Acciones de conservación
Frente a estos nuevos retos, la máxima autoridad ambiental del Huila dio a conocer que continúa desarrollando acciones de conservación de estas especies y de los ecosistemas que habitan.
“Desde la CAM estamos adelantando varias estrategias. Una que tiene que ver con la conservación de la biodiversidad. Acordémonos que desde el año 2009 empezamos a desarrollar todo lo que tiene que ver con la declaratoria de áreas protegidas. Posteriormente llegaron los planes de manejo de oso y danta, también de roble negro”, explicó Carlos Andrés González.
A esto se suma el fortalecimiento de los grupos de monitoreo, quienes dan información sobre la biodiversidad del departamento y apoyan la toma de decisiones. Para la bióloga de la CAM Katherine Arenas, estas acciones se continuarán desarrollando de manera articulada con las comunidades y organizaciones ambientales.
“Frente a las amenazas que nos permitimos hoy conocer en este evento y que ponen en riesgo las poblaciones de oso anteojos y la danta de montaña en el territorio del Huila, la CAM, de la mano de las comunidades, los grupos de monitoreo y las organizaciones ambientales, continuaremos desarrollando acciones de educación ambiental, de monitoreo de poblaciones, de conservación de áreas protegidas, de ecosistemas estratégicos y de corredores de conectividad ecológica y funcional”, afirmó Arenas.

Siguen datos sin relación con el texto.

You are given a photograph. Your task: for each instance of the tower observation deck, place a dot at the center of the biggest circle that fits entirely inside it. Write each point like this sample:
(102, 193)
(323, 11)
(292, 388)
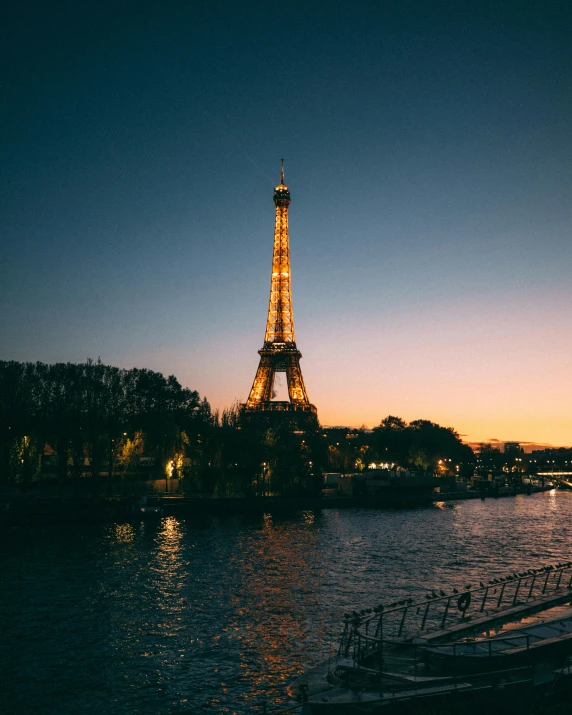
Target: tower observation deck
(279, 352)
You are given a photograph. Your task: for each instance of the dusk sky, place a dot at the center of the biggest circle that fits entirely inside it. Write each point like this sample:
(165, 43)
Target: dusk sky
(428, 151)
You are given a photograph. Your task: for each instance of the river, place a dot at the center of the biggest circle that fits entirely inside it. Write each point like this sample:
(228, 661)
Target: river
(188, 616)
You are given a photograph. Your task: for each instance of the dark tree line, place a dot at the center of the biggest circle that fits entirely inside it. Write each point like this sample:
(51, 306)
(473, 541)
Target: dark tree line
(100, 426)
(68, 423)
(96, 418)
(420, 445)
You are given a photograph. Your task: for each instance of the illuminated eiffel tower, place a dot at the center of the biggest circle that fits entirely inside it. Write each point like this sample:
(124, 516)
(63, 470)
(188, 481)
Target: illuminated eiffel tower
(279, 353)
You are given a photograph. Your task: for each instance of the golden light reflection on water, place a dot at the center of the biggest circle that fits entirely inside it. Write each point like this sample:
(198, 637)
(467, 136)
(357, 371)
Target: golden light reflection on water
(124, 532)
(276, 579)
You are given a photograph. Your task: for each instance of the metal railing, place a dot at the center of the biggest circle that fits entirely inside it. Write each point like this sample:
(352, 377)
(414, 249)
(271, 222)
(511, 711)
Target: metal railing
(406, 618)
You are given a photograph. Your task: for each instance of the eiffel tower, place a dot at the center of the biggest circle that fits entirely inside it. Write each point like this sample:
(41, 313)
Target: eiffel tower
(279, 353)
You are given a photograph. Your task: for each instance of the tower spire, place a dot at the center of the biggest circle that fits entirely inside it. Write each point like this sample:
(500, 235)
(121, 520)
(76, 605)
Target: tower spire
(279, 352)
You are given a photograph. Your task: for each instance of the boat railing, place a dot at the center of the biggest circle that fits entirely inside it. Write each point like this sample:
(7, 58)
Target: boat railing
(402, 620)
(365, 646)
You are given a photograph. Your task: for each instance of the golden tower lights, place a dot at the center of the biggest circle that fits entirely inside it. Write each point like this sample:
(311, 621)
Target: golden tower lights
(279, 353)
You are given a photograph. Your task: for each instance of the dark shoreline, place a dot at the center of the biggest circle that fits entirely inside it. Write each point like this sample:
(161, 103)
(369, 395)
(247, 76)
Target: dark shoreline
(34, 510)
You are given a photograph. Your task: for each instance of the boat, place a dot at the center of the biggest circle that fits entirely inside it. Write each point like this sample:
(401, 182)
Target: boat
(506, 644)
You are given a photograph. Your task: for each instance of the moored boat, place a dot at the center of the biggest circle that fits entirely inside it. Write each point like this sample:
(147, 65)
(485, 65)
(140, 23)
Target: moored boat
(502, 644)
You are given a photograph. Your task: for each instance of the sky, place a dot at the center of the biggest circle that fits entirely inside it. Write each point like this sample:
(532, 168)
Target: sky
(428, 151)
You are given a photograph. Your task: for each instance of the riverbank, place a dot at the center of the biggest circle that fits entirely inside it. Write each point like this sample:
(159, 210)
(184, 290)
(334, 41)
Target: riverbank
(23, 509)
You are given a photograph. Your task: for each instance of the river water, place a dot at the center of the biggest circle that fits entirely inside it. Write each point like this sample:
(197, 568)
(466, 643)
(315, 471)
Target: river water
(190, 616)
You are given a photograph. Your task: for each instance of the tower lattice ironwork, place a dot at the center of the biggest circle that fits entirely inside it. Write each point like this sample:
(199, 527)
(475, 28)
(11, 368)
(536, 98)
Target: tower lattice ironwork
(279, 353)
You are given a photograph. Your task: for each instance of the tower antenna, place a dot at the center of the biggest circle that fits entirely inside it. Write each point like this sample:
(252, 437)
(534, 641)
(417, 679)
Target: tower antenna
(279, 352)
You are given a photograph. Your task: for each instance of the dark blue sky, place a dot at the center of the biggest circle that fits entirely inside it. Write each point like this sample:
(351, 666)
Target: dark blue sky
(428, 150)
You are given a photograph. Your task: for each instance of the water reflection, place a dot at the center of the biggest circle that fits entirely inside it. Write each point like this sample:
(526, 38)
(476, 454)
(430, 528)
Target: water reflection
(178, 615)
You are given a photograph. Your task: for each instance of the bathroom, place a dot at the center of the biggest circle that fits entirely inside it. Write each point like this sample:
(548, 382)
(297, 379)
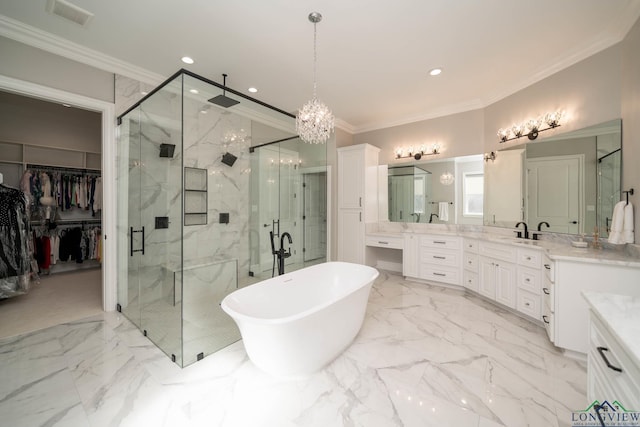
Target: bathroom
(425, 356)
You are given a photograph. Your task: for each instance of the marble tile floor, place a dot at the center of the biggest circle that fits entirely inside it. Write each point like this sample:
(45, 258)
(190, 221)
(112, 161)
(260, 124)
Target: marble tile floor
(426, 356)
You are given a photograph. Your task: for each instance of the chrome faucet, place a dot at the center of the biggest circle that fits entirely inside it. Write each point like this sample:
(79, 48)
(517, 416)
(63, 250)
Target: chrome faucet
(526, 230)
(282, 254)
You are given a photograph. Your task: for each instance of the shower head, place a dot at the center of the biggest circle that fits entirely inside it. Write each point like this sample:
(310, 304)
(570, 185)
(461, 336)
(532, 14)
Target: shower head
(223, 100)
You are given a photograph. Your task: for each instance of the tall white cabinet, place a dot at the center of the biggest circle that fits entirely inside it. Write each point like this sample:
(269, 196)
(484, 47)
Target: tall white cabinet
(357, 199)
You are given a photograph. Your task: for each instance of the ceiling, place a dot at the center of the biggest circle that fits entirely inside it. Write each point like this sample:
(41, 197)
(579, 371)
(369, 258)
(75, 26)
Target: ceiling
(374, 57)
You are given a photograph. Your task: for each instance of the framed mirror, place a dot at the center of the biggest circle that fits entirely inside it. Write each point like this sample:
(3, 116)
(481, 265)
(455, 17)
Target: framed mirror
(570, 182)
(442, 191)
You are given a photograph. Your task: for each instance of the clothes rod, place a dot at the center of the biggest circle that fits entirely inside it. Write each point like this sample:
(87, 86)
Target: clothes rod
(78, 171)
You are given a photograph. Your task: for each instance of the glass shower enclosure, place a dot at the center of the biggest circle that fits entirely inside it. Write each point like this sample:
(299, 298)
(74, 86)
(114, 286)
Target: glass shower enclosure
(196, 181)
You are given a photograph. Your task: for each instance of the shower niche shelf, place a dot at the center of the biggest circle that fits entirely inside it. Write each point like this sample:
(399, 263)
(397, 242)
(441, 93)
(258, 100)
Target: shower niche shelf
(195, 196)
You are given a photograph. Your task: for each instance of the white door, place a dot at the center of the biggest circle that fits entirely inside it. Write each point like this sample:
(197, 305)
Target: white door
(554, 193)
(314, 215)
(351, 240)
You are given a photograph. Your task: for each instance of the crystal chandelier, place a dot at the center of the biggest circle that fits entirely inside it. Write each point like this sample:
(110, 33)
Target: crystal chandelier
(314, 122)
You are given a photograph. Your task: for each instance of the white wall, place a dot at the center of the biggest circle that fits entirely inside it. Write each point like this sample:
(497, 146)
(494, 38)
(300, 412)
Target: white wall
(631, 118)
(37, 66)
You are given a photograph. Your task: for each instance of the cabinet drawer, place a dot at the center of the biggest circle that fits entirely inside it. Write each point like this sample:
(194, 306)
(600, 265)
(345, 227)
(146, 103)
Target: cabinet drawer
(470, 280)
(394, 242)
(470, 261)
(529, 303)
(437, 273)
(621, 382)
(470, 245)
(442, 242)
(496, 250)
(549, 325)
(549, 268)
(530, 258)
(441, 257)
(529, 279)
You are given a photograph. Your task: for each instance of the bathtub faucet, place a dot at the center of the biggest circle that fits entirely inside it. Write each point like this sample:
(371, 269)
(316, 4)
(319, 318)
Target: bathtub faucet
(281, 253)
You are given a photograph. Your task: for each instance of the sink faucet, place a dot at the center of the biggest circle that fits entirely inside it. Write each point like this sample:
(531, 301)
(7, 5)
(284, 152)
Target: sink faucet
(526, 230)
(281, 253)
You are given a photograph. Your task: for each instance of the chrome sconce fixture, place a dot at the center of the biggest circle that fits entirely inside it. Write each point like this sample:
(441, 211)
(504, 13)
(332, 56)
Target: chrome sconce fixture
(531, 128)
(405, 153)
(490, 156)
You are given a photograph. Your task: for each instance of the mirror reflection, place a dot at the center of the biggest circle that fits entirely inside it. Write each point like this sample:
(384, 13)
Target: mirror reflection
(570, 182)
(448, 191)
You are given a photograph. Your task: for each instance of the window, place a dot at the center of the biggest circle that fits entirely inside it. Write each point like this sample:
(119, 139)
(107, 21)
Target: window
(472, 191)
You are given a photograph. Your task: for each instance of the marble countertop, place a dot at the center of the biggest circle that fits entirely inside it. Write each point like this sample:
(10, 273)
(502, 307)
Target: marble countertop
(555, 249)
(621, 314)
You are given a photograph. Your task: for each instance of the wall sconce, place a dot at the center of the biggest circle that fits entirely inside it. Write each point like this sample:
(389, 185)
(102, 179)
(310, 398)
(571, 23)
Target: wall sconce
(531, 127)
(490, 156)
(446, 178)
(403, 153)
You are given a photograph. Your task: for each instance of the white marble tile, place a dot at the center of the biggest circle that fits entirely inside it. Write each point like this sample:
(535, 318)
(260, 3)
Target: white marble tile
(426, 356)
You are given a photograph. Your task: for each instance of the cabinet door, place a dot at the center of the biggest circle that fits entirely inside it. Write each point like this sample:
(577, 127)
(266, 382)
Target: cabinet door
(487, 285)
(506, 283)
(351, 179)
(410, 255)
(350, 236)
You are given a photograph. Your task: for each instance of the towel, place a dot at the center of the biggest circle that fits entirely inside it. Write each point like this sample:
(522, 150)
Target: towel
(617, 224)
(627, 228)
(443, 211)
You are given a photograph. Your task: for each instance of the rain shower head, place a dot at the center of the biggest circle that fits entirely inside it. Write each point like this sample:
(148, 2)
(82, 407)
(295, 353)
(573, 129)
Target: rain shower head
(223, 100)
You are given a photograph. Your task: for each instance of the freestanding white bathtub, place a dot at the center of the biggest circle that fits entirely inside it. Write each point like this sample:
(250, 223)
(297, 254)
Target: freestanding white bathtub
(294, 324)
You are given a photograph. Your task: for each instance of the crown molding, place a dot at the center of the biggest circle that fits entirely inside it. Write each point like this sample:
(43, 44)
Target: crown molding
(48, 42)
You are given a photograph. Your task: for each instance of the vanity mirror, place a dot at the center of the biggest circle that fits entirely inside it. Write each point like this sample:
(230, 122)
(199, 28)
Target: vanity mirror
(443, 191)
(570, 181)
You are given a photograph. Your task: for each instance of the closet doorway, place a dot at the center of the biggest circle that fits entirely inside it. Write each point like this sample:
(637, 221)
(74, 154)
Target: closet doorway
(53, 154)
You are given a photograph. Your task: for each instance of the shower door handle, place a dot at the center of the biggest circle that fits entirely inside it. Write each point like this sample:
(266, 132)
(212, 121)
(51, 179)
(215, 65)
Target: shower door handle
(131, 241)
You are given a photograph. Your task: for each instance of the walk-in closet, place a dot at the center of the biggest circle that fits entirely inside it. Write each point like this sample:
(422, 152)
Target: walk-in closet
(51, 203)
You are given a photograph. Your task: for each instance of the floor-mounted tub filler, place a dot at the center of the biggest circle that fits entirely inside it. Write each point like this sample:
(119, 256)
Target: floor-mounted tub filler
(295, 324)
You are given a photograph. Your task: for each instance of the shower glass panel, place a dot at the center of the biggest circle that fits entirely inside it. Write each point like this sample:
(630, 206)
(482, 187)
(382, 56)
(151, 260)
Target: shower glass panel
(288, 195)
(186, 219)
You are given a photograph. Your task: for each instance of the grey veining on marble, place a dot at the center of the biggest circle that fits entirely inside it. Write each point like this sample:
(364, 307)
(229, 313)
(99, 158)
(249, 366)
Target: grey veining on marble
(426, 356)
(621, 314)
(557, 246)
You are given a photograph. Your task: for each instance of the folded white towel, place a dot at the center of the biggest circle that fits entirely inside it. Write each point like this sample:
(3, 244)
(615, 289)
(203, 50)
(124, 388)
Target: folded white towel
(443, 211)
(617, 224)
(627, 229)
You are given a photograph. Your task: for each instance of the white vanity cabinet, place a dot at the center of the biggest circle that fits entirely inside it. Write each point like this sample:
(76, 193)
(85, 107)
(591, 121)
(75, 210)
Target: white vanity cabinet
(529, 283)
(410, 255)
(498, 273)
(357, 199)
(470, 264)
(440, 259)
(571, 313)
(612, 374)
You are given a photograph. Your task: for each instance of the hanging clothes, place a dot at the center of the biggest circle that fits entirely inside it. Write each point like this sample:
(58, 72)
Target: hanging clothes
(14, 243)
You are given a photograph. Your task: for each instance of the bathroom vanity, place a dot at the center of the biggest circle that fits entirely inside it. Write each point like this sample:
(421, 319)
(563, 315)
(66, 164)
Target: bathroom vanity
(541, 281)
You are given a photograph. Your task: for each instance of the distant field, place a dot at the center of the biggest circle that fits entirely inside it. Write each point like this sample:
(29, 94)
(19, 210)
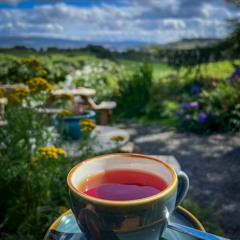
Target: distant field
(221, 69)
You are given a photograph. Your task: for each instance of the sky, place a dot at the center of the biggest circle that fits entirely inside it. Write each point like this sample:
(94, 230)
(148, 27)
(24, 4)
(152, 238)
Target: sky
(151, 21)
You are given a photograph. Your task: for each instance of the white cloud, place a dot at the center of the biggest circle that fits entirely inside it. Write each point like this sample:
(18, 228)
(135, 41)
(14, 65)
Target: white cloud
(153, 20)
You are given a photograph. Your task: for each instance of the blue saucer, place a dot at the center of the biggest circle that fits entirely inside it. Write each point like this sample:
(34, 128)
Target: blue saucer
(66, 228)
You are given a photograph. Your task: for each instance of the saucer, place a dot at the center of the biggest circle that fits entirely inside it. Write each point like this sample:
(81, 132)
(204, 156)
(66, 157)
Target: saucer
(66, 228)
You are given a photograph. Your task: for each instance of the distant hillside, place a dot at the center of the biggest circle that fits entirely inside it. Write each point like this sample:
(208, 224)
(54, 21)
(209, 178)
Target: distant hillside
(44, 43)
(191, 43)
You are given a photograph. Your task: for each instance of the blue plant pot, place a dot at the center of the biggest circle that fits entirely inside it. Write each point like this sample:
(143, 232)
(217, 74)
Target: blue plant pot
(69, 126)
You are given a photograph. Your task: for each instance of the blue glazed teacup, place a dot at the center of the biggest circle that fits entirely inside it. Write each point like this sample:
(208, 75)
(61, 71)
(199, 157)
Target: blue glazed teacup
(141, 218)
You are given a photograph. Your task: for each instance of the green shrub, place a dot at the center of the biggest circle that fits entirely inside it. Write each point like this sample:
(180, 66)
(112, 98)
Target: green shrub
(208, 216)
(211, 106)
(134, 92)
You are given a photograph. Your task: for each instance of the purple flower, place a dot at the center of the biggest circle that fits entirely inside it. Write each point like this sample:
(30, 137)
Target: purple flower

Finalmente desde la CAM se destacó que el Festival Nacional de Oso de Anteojos y Danta de Montaña permite, cada año, reunir a organizaciones ambientales, comunidades, instituciones, academia e investigadores para analizar la situación actual y los posibles escenarios que enfrentarán estas especies y que la información generada a través del monitoreo y los estudios científicos sirven para fortalecer las estrategias de conservación frente a la variabilidad climática y los cambios que puedan presentarse en los ecosistemas del Huila.